Georgia: shortcomings to the tackled

In its follow-up report on Georgia, MONEYVAL concludes that the country has taken steps to enhance its anti-money laundering and terrorist financing measures but still needs to tackle certain shortcomings. It has achieved limited progress in addressing some technical compliance deficiencies regarding targeted financial sanctions related to the financing of terrorism and the proliferation of weapons of mass destruction. The country is rated as compliant on seven recommendations, largely compliant on 24 recommendations, and partially compliant on eight recommendations. It is rated as non-compliant on one recommendation related to non-profit organisations.
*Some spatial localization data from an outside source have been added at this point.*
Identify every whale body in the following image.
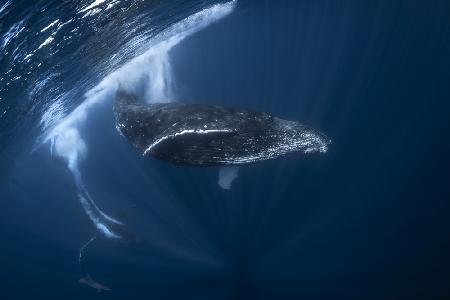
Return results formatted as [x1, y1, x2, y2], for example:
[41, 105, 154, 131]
[114, 90, 330, 166]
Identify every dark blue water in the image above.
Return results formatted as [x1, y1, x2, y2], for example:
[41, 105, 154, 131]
[1, 1, 450, 299]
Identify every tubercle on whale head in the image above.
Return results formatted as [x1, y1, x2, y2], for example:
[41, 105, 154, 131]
[303, 127, 331, 154]
[270, 118, 331, 155]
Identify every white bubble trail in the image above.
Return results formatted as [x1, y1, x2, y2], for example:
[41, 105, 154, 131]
[40, 1, 237, 238]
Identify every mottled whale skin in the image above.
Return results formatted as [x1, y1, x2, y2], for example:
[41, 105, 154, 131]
[114, 90, 330, 166]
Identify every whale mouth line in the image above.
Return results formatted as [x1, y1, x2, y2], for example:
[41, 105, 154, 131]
[143, 129, 235, 155]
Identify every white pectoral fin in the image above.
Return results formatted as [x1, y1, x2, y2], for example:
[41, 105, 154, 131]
[218, 166, 239, 190]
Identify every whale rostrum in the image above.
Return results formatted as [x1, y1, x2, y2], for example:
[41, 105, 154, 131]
[114, 90, 331, 166]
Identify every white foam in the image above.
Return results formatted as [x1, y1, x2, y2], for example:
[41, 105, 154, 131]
[23, 53, 33, 60]
[53, 127, 87, 171]
[2, 21, 23, 48]
[79, 0, 108, 13]
[105, 1, 119, 11]
[41, 19, 59, 33]
[37, 36, 54, 49]
[79, 194, 121, 239]
[42, 1, 237, 239]
[43, 0, 237, 144]
[40, 96, 66, 133]
[0, 0, 11, 15]
[82, 8, 102, 18]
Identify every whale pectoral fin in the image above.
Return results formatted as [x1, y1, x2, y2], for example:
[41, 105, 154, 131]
[218, 166, 239, 189]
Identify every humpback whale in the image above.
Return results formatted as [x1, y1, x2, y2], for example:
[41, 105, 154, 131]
[114, 90, 330, 166]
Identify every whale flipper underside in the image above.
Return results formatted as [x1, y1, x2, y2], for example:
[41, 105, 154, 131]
[114, 90, 331, 166]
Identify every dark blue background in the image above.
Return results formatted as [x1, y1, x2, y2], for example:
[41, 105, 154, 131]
[1, 0, 450, 299]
Montenegro: significant in anti-money laundering measures

Montenegro has made significant progress in improving its anti-money laundering and terrorist financing framework and addressing several shortcomings. In its follow-up report, MONEYVAL has upgraded the country´s ratings to largely compliant on 12 recommendations covering targeted financial sanctions related to terrorism and terrorist financing, customer due diligence, new technologies, regulation and supervision of financial institutions, and statistics. It has also upgraded the rating of the recommendation regarding the abuse of non-profit organisations to partly compliant. Montenegro is rated as compliant on two recommendations, largely compliant on 31 recommendations, and partially compliant on seven recommendations.

Poland: technical deficiencies are being addressed

In its follow-up report on Poland, MONEYVAL finds that progress has been made in addressing, to a large extent, the technical compliance deficiencies affecting the application of the FATF standards to non-profit organisations. The country has partly improved its compliance with the FATF recommendation on new technologies as a result of enacting the EU Regulations on crypto assets markets and prescribing the travel rule in transfers of certain crypto assets. Poland is rated as compliant on three recommendations, largely compliant on 24 recommendations, and partially compliant on 13 recommendations.

Slovakia: legislative programme has addressed numerous technical issues

MONEYVAL acknowledges significant progress in its follow-up report on the Slovak Republic. It notes that substantial legislative reforms have addressed a wide range of technical compliance deficiencies. As a result, the country has been upgraded on eight recommendations covering customer due diligence, politically exposed persons, correspondent banking, virtual assets and virtual asset service providers, higher-risk countries, and designated non-financial businesses and professions (such as casinos, real estate agents, dealers in precious metals and stones, lawyers, etc.), the financial intelligence unit and cash couriers. The country is rated as compliant with seven recommendations, largely compliant with 29 recommendations, and partially compliant with four recommendations.